Despite incremental improvements in the U.S. economic situation — including the inflation rate reaching a two-year low in June — American views of the state of the economy remain quite negative, new polling by the Economist/YouGov finds.
Nearly half of Americans (47%) believe the U.S. is currently in recession; an additional 21% say a recession is very or somewhat likely in the next year. Republicans (66%) are more than twice as likely as Democrats (31%) to say we're currently in a recession. Another 21% of Americans think a recession within the next 12 months is very (3%) or somewhat (18%) likely. (Economists say we are not in a recession and are less sure than they once were that one is imminent.)
Most Americans (57%) say that "the prices of goods and services you buy" is the best measure of how the national economy is doing. Far fewer name "the unemployment rate and jobs report" (15%), "your personal finances" (10%), or "the stock market index" (6%).
While the number of jobs has increased since 2021, and the number of jobs has gone up in every month during that span, just 38% of Americans — including 47% of Democrats and 30% of Republicans — say that the number of jobs is increasing. Meanwhile, 23% say it's decreasing and 38% say it's staying the same.
Unemployment is viewed as a very or somewhat serious national problem by 60% of Americans. But when asked to say which is a more important problem — unemployment or inflation — Americans choose inflation by 53% to 4%; 37% say the two are equally important problems.
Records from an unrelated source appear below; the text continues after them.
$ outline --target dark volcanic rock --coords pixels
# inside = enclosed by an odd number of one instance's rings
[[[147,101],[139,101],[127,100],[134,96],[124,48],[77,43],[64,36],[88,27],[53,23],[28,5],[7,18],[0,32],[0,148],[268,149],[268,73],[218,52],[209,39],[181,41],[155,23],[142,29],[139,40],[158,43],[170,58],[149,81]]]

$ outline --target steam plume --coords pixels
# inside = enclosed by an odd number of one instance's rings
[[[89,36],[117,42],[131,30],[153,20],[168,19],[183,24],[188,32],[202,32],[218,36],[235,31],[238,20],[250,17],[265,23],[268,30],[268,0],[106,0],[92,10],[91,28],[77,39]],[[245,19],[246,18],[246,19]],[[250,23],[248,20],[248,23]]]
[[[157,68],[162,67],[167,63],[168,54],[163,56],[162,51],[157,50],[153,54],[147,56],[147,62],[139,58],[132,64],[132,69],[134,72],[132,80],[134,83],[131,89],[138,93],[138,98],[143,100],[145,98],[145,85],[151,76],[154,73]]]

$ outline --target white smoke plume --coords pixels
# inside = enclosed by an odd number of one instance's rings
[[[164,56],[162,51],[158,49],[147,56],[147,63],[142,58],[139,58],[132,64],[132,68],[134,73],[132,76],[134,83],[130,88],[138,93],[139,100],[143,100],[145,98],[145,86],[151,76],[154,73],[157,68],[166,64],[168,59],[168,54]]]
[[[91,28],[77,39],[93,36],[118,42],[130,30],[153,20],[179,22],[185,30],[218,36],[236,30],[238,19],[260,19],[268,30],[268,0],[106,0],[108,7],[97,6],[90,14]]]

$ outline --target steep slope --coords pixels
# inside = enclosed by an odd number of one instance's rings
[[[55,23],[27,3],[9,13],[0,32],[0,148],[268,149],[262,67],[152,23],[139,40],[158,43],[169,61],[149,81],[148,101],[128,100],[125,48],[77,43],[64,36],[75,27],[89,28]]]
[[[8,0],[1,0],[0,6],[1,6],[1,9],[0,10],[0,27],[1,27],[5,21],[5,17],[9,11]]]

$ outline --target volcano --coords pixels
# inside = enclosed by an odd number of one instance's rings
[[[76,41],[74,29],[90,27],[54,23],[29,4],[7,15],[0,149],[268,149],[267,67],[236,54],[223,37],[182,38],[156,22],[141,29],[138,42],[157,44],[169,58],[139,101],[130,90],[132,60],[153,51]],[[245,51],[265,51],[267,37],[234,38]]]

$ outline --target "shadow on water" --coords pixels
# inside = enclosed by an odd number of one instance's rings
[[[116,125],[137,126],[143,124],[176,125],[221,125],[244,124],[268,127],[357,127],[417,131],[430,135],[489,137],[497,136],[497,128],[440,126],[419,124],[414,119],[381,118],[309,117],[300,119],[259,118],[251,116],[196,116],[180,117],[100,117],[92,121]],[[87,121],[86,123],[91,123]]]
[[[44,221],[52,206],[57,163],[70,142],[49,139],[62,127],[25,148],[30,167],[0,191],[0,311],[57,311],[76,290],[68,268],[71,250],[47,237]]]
Just 15% of Americans expect inflation to drop in the next six months; 43% expect it will be higher in six months than it is today and 26% expect it will be the same.
President Joe Biden's approval rating is virtually unchanged from last week: 39% strongly or somewhat approve of his job performance. The share who approve of his handling of jobs and the economy is 41%, also nearly unchanged. Approval of his handling of inflation/prices, however, has dropped 4 percentage points in the last week, to 29% approving from 33% approving. Among Republicans, 93% strongly or somewhat disapprove, up from 80% two months before — an increase of 13 percentage points during a period when monthly reports showed price increases were slowing.
See the toplines and crosstabs from the Economist/YouGov poll conducted on July 8 - 11, 2023 among 1,500 U.S. adult citizens.
Methodology: Respondents were selected from YouGov’s opt-in panel using sample matching. A random sample (stratified by gender, age, race, education, geographic region, and voter registration) was selected from the 2019 American Community Survey. The sample was weighted according to gender, age, race, education, 2020 election turnout and presidential vote, baseline party identification, and current voter registration status. Demographic weighting targets come from the 2019 American Community Survey. Baseline party identification is the respondent’s most recent answer given prior to November 1, 2022, and is weighted to the estimated distribution at that time (33% Democratic, 31% Republican). The margin of error for the overall sample is approximately 3%.